Single by Lucie Jones
- Released: 27 January 2017 11 March 2017 (Eurovision version)
- Recorded: 2016
- Genre: Chamber pop
- Length: 2:59
- Label: ArtPeople, LJM
- Songwriters: Emmelie de Forest; Daniel Salcedo; Lawrie Martin;

Lucie Jones singles chronology
| "The Ballad of Midsomer County" (2015) | "Never Give Up on You" (2017) |  |

Music video
- "Never Give Up on You" on YouTube

Eurovision Song Contest 2017 entry
- Country: United Kingdom
- Artist: Lucie Jones
- Language: English
- Composers: Emmelie de Forest; Daniel Salcedo; Lawrie Martin;
- Lyricists: Emmelie de Forest; Daniel Salcedo; Lawrie Martin;

Finals performance
- Final result: 15th
- Final points: 111

Entry chronology
- ◄ "You're Not Alone" (2016)
- "Storm" (2018) ►

Official performance video
- "Never Give Up on You" (final) on YouTube

= Never Give Up on You =

2017 single by Lucie Jones

"Never Give Up on You" is a song released by Welsh singer Lucie Jones, on 27 January 2017. The song represented the United Kingdom in the Eurovision Song Contest 2017. It was written by Daniel Salcedo, Lawrie Martin, and Emmelie de Forest, the latter of whom won the Eurovision Song Contest 2013 with the song "Only Teardrops". A new version of the song, and music video was released on 11 March 2017. The single peaked at number seventy three on the UK Singles Chart.
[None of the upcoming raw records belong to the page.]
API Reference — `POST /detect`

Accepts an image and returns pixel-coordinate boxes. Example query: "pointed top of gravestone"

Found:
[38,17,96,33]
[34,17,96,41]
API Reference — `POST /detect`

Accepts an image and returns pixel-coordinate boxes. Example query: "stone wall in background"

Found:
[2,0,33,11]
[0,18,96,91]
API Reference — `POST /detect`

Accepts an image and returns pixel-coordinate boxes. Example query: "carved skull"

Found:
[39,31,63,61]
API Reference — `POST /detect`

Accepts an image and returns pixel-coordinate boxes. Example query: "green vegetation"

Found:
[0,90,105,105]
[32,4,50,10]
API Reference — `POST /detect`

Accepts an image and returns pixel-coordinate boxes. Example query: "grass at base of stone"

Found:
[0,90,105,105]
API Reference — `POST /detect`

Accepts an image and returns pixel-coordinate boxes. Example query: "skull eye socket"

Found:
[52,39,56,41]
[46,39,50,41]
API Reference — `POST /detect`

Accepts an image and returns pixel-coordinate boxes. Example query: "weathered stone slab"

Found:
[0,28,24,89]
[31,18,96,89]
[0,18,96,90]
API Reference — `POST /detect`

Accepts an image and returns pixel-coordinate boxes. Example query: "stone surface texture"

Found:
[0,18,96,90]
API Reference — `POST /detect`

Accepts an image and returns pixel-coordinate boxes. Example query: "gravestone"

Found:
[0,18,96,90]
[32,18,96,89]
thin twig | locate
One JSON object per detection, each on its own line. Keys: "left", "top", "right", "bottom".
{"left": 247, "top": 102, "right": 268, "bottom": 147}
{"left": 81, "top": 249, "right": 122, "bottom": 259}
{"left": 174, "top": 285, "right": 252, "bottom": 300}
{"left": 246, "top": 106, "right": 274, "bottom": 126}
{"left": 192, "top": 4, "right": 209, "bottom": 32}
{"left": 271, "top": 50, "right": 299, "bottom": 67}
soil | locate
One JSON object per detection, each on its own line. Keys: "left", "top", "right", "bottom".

It finished 15th place with 111 points, giving the United Kingdom their best result in the contest since 2011.

==Track listing==

Digital download
| No. | Title | Length |
|---|---|---|
| 1. | "Never Give Up on You" | 3:00 |

Instrumental
| No. | Title | Length |
|---|---|---|
| 1. | "Never Give Up on You" (Instrumental) | 3:00 |

7th Heaven Club Mix [Radio Edit]
| No. | Title | Length |
|---|---|---|
| 1. | "Never Give Up on You" (7th Heaven Club Mix [Radio Edit]) | 4:09 |

7th Heaven Club Mix
| No. | Title | Length |
|---|---|---|
| 1. | "Never Give Up on You" (7th Heaven Club Mix) | 7:15 |

Digital EP
| No. | Title | Length |
|---|---|---|
| 1. | "Never Give Up on You" | 3:00 |
| 2. | "Never Give Up on You" (7th Heaven Club Mix [Radio Edit]) | 4:09 |
| 3. | "Never Give Up on You" (7th Heaven Club Mix) | 7:15 |
| 4. | "Never Give Up on You" (Instrumental) | 3:00 |

==Charts==

| Chart (2017) | Peak position |
|---|---|
| Scotland Singles (OCC) | 29 |
| UK Singles (OCC) | 73 |

==Release history==

| Region | Date | Format | Label |
|---|---|---|---|
| United Kingdom | 27 January 2017 | Digital download | ArtPeople |

==Lasse Meling version==

Danish singer Lasse Meling released a version of the song on 14 April 2017 through AEM Records and Sony Music. The song was produced by Daniel Salcedo and Rune Braager.